# May be doing my first transport!!



## bookjunky4life (Sep 11, 2008)

I've gotten involved in trying to get an Aussie rescued from a rural Animal Control where I live, and I may be able to transport him on my way to an obedience trial to St. Louis! I'm really excited and hope it works out! This would be my first "real" rescue experience. All I've done prior to this is notify rescues about dogs in my AC and they've done the rescuing.


----------



## lsoilm1936 (Dec 28, 2003)

Watch out! That's how I got started! No turning back! LOL


----------



## skyizzy (Apr 15, 2008)

Yes thats how I got started too. Its a great feeling knowing that you are helping. Next stop fostering!!!LOL!!!!!!!!!!!


----------



## Northern GSDs (Oct 30, 2008)

Good for you! Rescue needs all the help it can get!


----------



## bookjunky4life (Sep 11, 2008)

I know fostering is out of the question as my significant other would never allow it. I have be very careful about the amount of money I would be spending in helping with rescue. Its the 'how can you spend money on X, if you can't help pay more on the house bills' mentality. In this case, I would be going very little out of my way in gas money.


----------



## LadyHawk (Jan 19, 2005)

Yep!!!!! Welcome to the club- don't ever leave your purse in the car....there are always insidious folks here and there. 

Good Health to you God Speed and guide your trips. 

If ever you need help Rhode island way give me a shout- I also have friends whom recue other (specific) breeds -


----------



## weber1b (Nov 30, 2008)

Every dollar and minute spent in rescue related activites gets paid back double in the respect and love you get from the animals. (plus God loves a rescuer)


----------



## raysmom (May 22, 2004)

I've been transporting for about 5 years now - it's addicting and very rewarding!
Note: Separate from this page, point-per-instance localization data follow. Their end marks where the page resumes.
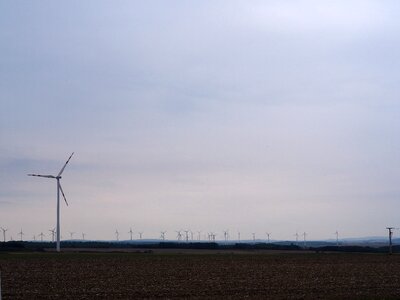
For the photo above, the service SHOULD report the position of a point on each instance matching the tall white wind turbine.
(59, 188)
(4, 233)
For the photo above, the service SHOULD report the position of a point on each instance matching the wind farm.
(199, 150)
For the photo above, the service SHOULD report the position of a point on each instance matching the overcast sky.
(257, 116)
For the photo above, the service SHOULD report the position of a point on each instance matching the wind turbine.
(337, 238)
(21, 234)
(297, 238)
(163, 235)
(268, 234)
(53, 233)
(390, 238)
(59, 188)
(186, 235)
(226, 235)
(4, 233)
(179, 235)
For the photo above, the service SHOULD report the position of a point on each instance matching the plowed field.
(195, 276)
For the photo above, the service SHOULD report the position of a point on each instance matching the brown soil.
(209, 276)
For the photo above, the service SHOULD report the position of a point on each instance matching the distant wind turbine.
(21, 234)
(186, 235)
(4, 233)
(178, 235)
(390, 229)
(53, 233)
(337, 238)
(297, 238)
(268, 234)
(59, 188)
(226, 235)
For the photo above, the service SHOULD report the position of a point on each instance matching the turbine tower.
(186, 235)
(226, 235)
(53, 233)
(337, 238)
(163, 235)
(59, 188)
(297, 238)
(4, 233)
(268, 235)
(21, 234)
(178, 235)
(390, 238)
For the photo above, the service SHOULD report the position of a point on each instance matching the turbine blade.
(46, 176)
(62, 170)
(62, 192)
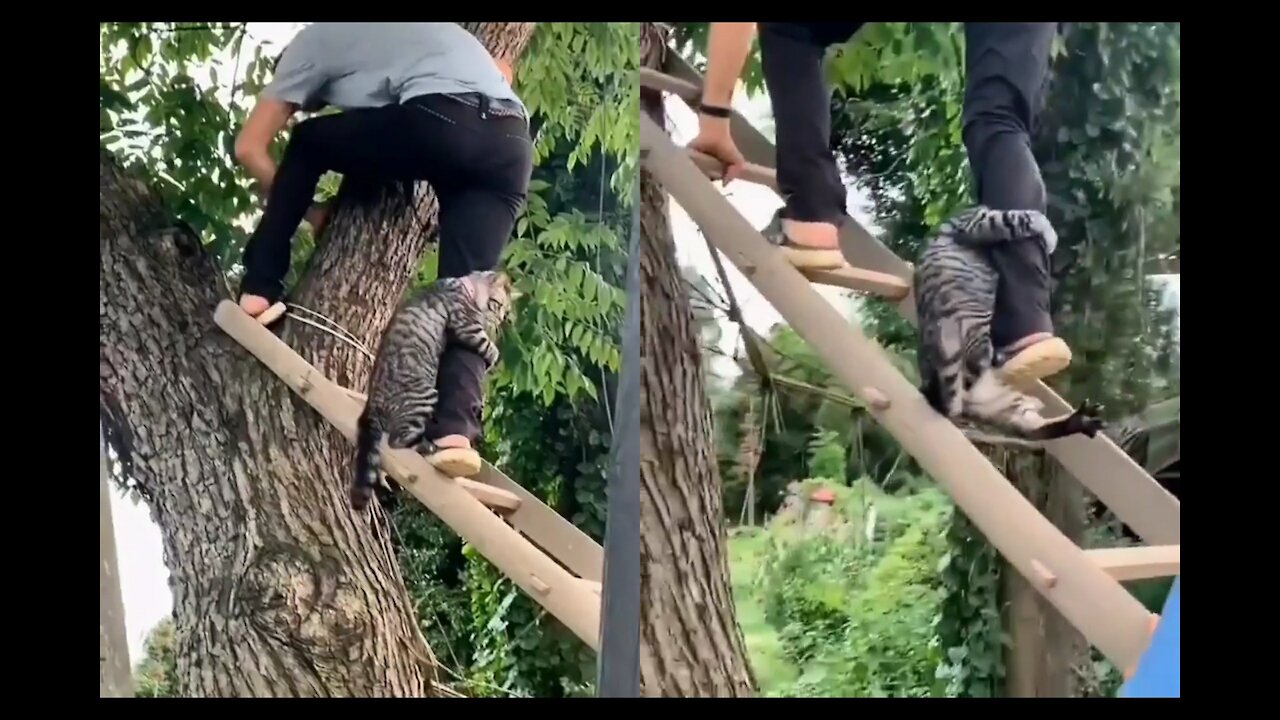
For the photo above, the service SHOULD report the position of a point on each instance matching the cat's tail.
(369, 461)
(983, 226)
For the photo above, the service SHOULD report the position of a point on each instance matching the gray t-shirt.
(374, 64)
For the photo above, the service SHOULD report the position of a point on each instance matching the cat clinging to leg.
(955, 295)
(402, 393)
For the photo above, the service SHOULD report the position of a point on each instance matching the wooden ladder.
(1083, 586)
(553, 561)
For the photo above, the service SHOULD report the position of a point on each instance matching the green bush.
(858, 615)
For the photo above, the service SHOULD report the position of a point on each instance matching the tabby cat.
(955, 294)
(467, 311)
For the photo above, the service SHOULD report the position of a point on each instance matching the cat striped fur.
(467, 311)
(955, 295)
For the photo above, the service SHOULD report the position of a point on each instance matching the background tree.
(690, 641)
(278, 589)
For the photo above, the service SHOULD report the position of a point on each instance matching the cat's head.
(494, 294)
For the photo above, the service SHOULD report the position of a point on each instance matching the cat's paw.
(1087, 419)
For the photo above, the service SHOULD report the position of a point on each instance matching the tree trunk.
(114, 675)
(1047, 655)
(691, 645)
(279, 589)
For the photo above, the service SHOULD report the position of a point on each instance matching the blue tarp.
(1160, 669)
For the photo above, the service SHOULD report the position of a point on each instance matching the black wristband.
(713, 110)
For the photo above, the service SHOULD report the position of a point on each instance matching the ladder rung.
(656, 80)
(759, 174)
(864, 281)
(1138, 563)
(494, 497)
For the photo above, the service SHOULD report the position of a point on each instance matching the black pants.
(478, 156)
(1006, 67)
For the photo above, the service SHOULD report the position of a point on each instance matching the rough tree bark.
(114, 675)
(278, 588)
(691, 645)
(1047, 656)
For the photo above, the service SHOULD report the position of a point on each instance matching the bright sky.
(144, 577)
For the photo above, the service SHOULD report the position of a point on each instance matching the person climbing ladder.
(421, 101)
(1006, 65)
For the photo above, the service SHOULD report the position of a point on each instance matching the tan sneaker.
(456, 461)
(800, 256)
(1037, 361)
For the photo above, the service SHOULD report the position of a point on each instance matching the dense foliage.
(173, 98)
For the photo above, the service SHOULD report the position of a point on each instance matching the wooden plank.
(533, 570)
(489, 495)
(539, 523)
(562, 540)
(1104, 611)
(1097, 463)
(1138, 563)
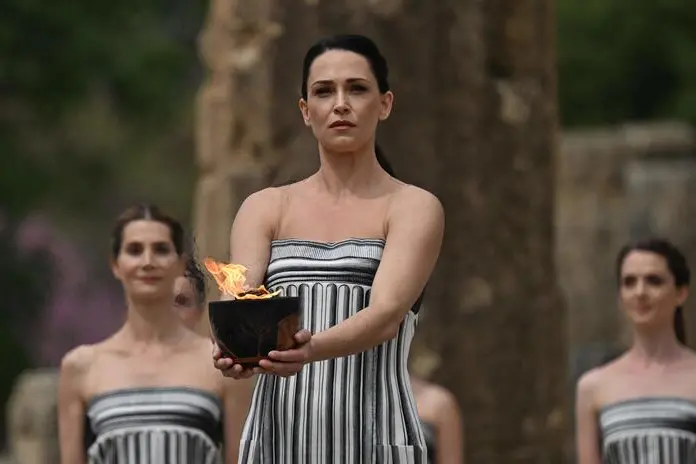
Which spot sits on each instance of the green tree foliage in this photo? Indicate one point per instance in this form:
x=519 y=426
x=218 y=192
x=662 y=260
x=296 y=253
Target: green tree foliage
x=88 y=90
x=625 y=60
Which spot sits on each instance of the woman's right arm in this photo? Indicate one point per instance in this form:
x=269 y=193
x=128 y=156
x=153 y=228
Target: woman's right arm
x=586 y=431
x=71 y=405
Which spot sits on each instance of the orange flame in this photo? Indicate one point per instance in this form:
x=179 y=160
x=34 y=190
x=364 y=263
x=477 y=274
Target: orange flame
x=231 y=280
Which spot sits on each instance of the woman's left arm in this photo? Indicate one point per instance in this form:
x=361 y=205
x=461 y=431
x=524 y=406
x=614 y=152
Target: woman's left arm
x=415 y=227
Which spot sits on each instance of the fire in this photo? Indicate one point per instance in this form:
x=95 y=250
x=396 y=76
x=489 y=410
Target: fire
x=231 y=279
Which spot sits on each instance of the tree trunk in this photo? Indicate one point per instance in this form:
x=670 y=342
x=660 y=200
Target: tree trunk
x=497 y=320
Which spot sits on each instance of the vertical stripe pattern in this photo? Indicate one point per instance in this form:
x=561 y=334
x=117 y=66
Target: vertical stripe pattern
x=649 y=431
x=357 y=409
x=154 y=426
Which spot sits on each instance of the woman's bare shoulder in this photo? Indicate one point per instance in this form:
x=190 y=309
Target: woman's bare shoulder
x=78 y=360
x=415 y=199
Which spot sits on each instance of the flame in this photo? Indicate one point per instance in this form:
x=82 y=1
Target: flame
x=231 y=280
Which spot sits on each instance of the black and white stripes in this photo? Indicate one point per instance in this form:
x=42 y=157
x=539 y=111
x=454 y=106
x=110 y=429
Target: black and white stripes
x=353 y=410
x=649 y=431
x=154 y=426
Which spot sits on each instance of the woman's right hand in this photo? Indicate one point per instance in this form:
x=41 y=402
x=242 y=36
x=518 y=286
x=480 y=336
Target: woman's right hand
x=228 y=367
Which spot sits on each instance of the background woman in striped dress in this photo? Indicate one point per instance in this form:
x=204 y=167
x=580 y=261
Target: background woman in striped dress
x=358 y=246
x=142 y=396
x=641 y=407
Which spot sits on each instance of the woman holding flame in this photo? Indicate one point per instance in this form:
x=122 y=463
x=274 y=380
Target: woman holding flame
x=358 y=246
x=142 y=395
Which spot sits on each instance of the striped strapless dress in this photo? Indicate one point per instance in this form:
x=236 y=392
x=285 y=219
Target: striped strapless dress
x=659 y=430
x=356 y=409
x=159 y=425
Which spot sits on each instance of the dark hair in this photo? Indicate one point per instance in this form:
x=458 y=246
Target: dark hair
x=195 y=275
x=363 y=46
x=676 y=263
x=149 y=213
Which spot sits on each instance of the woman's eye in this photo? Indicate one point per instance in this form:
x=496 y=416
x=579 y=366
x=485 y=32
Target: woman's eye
x=162 y=249
x=134 y=249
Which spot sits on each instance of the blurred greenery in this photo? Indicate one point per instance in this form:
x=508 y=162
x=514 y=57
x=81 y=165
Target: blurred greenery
x=622 y=60
x=89 y=92
x=23 y=296
x=93 y=95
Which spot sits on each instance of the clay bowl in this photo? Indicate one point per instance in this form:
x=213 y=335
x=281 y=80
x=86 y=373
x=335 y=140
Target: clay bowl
x=247 y=330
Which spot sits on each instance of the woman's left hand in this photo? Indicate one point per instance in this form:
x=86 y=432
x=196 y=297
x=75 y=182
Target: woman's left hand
x=289 y=362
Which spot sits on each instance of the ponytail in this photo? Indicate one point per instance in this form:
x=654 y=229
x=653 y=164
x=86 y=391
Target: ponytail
x=383 y=161
x=679 y=328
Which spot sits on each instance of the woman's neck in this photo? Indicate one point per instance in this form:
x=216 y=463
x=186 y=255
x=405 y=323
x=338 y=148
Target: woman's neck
x=152 y=322
x=658 y=347
x=348 y=173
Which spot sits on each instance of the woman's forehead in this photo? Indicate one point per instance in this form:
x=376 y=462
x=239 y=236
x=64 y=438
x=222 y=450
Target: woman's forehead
x=339 y=65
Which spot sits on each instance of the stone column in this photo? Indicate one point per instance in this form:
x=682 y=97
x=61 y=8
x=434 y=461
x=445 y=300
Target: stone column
x=495 y=332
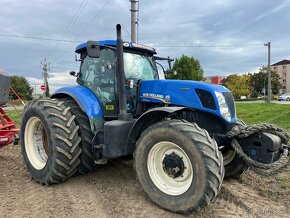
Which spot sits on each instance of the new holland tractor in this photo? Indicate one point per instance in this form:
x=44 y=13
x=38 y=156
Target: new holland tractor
x=184 y=136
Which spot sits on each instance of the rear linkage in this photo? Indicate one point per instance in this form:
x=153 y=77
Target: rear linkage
x=239 y=132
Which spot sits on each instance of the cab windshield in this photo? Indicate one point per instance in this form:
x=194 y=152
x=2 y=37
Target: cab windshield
x=100 y=76
x=139 y=66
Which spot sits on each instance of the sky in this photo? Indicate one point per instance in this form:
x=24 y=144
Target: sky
x=226 y=36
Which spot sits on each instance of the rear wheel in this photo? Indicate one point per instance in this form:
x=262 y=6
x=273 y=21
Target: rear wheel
x=179 y=166
x=87 y=163
x=49 y=141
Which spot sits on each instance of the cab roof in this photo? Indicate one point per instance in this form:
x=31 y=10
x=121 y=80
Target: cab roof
x=113 y=43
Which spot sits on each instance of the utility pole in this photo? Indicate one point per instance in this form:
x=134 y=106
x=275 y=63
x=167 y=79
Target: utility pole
x=269 y=72
x=134 y=19
x=45 y=69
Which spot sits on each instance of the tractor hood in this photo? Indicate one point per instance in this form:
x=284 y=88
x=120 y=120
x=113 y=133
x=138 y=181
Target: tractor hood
x=215 y=99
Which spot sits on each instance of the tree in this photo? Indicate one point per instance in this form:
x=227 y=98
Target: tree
x=21 y=85
x=187 y=68
x=259 y=81
x=239 y=85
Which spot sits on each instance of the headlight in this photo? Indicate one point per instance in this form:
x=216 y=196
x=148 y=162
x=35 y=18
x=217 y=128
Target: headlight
x=224 y=109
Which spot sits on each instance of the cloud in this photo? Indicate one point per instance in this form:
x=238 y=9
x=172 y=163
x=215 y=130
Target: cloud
x=188 y=22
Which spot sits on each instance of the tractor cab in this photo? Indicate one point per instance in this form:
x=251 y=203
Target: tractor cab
x=99 y=73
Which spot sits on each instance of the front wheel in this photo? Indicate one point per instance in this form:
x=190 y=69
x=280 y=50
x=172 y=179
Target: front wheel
x=179 y=166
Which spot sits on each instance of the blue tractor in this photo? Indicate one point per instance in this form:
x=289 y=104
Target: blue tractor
x=176 y=131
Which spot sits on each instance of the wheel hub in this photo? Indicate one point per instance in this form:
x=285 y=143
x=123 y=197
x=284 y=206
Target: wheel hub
x=173 y=165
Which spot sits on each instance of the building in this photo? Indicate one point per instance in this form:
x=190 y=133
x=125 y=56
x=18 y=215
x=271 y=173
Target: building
x=282 y=68
x=214 y=79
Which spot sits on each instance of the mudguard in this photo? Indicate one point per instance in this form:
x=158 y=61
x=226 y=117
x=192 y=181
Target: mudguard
x=147 y=119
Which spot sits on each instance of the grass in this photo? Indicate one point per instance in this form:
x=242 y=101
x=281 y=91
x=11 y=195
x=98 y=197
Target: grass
x=250 y=113
x=253 y=113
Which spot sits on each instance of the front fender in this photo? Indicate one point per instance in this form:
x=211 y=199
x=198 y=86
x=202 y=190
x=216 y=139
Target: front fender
x=147 y=119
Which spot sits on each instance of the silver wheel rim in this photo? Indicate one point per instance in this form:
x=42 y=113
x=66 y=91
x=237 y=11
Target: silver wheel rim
x=155 y=166
x=229 y=156
x=36 y=144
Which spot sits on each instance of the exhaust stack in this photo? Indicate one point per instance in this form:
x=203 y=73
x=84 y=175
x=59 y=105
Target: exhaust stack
x=123 y=115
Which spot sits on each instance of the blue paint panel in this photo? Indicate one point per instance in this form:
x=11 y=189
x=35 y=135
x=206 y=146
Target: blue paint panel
x=180 y=92
x=113 y=43
x=86 y=99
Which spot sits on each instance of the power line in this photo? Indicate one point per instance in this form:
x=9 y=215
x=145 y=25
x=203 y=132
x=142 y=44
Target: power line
x=69 y=26
x=206 y=46
x=37 y=38
x=74 y=18
x=97 y=14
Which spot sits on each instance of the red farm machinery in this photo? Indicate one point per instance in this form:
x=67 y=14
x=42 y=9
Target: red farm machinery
x=8 y=129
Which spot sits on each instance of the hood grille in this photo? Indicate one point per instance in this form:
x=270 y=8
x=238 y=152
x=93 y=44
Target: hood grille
x=206 y=99
x=231 y=102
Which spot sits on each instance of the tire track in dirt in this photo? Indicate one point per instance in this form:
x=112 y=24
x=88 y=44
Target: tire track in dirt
x=112 y=190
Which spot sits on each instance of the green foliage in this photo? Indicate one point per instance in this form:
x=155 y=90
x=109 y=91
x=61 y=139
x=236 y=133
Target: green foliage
x=187 y=68
x=259 y=81
x=21 y=85
x=239 y=85
x=252 y=113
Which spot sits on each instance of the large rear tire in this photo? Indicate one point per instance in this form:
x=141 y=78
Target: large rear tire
x=87 y=163
x=49 y=141
x=179 y=166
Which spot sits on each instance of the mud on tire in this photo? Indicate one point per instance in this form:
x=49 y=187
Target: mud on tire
x=188 y=147
x=87 y=163
x=49 y=141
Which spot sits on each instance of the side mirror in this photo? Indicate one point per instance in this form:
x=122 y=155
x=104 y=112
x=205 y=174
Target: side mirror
x=73 y=73
x=93 y=49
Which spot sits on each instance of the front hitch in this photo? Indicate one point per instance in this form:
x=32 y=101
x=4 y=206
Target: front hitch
x=263 y=147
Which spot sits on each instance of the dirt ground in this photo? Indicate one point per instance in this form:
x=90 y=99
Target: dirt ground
x=112 y=191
I take photos of everyone that I've transported and occasionally look back at all the animals who would've likely been put down otherwise if not for the rescues, fosters, transporters, etc who helped them out!


----------



## chuckstar158 (Sep 8, 2004)

Welcome to the club! I've been transporting for several years and am totally addicted. It's what I'm able to do... best advice...take a camera!!!


----------



## CindyM (Mar 20, 2007)

he is adorable!


----------



## gshephlvr (Feb 21, 2006)

gee bookjunky I hope this "rescue" experience goes better for the aussie than for the lab... I would never allow you to transport a dog for me never know where it might end up dumped. But hey I can always count on you to feed it first right?

If your boyfriend is so controlling and you are so frightened of him you would do something so heinous perhaps you should either

1. find a new boyfriend
2. don't attempt any rescues


----------



## aubie (Dec 22, 2008)




----------



## wsumner26 (Jan 27, 2006)

I agree gshep.


----------



## lakota757 (Apr 10, 2008)

I agree with gshep too!!


----------